Genomics Solutions in the Oncology Research Field
Oncology Genomics Methods
Whole genome sequencing, whole exome sequencing, targeted sequencing, and circulating tumor DNA sequencing are used to capture genomic changes in tumor tissue, allowing to understand oncogenes, tumor suppressor genes, and other genetic factors that have an impact on cancer progression.
Cancer RNA Expression
Monitoring changes in gene expression can be used to diagnose and characterize tumors. Related sequencing technologies include RNA-seq, small RNA sequencing, lncRNA sequencing, circRNA sequencing, targeted RNA sequencing, exosomal RNA sequencing, degradome sequencing, etc.

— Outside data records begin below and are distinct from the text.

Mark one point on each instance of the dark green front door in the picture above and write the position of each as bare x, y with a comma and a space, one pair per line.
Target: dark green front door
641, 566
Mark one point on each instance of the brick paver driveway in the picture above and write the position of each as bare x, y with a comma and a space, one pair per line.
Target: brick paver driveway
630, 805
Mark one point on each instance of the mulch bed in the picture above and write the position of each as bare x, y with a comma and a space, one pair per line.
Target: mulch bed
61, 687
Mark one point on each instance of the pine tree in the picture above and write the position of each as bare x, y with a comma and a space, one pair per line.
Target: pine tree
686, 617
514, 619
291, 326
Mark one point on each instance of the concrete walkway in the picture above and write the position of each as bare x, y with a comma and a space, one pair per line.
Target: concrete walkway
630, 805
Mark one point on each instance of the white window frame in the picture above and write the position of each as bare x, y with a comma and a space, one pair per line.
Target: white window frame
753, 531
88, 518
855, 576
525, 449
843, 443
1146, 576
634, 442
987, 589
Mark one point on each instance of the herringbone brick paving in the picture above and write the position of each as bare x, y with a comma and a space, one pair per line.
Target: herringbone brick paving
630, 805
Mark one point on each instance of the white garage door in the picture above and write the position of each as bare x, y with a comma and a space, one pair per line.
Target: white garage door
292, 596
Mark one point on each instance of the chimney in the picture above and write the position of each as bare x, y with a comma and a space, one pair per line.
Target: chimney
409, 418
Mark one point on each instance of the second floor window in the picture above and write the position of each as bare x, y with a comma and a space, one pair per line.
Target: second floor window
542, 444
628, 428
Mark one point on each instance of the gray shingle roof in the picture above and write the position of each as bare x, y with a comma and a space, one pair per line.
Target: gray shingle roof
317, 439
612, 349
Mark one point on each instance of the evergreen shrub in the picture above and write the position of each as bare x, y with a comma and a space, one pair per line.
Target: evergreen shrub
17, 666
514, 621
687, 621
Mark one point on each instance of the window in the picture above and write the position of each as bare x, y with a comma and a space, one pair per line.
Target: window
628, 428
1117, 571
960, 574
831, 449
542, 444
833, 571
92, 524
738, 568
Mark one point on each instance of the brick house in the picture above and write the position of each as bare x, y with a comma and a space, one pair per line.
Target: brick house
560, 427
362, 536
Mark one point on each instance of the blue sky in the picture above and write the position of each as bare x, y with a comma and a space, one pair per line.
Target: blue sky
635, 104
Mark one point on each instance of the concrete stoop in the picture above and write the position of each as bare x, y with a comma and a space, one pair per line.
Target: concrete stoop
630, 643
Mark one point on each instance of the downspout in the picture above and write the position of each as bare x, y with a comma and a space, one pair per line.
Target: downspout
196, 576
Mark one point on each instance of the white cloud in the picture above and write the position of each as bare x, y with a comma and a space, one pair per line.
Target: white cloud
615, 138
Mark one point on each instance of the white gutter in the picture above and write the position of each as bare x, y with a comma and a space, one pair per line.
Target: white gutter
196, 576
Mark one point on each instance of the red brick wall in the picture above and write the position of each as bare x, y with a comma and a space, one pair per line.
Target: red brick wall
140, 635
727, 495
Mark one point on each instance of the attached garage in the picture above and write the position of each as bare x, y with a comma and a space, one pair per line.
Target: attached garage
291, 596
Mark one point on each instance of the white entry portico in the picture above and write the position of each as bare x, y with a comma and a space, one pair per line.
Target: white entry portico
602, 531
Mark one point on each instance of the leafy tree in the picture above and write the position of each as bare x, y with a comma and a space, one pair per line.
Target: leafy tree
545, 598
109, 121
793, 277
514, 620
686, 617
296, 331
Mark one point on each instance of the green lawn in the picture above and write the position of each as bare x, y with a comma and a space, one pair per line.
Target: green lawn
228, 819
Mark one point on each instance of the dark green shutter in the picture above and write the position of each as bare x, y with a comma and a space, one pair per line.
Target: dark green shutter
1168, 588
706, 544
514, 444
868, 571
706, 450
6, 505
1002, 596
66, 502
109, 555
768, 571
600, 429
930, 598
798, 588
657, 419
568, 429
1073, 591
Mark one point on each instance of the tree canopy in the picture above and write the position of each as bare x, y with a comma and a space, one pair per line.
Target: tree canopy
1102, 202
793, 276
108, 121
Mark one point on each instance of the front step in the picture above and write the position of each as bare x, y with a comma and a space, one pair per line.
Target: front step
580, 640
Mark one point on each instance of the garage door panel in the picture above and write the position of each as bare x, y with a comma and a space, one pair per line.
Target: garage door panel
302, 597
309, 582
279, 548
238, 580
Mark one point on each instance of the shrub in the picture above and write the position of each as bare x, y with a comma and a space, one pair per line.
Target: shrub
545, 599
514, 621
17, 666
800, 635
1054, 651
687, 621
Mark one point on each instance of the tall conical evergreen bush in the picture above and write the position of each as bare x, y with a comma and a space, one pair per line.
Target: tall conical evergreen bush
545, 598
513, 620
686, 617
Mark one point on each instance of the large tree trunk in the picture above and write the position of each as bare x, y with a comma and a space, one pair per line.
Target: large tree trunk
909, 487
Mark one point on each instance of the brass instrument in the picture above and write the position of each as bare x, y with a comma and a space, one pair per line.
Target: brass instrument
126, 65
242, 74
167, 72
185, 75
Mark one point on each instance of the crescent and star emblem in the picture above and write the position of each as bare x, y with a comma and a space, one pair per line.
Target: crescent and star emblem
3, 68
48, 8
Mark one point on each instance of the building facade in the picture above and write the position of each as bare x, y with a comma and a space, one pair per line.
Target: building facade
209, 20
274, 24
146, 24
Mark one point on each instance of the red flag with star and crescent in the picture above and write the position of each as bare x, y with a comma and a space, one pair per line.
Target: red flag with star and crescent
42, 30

Cancer epigenomics is used to explore methylation abnormalities and transcription factor binding in tumor. Related technologies include whole-genome bisulfite sequencing, targeted bisulfite sequencing, MeDIP sequencing, reduced representative bisulfite sequencing, ChIP-seq, ATAC-seq, NGS-BSP, etc.
Single cell sequencing allows us to obtain whole genomes at the single cell level. The development of single-cell sequencing technology provides a new way to understand the tumor more deeply, and it is expected to find a more effective method for the diagnosis and treatment of tumors.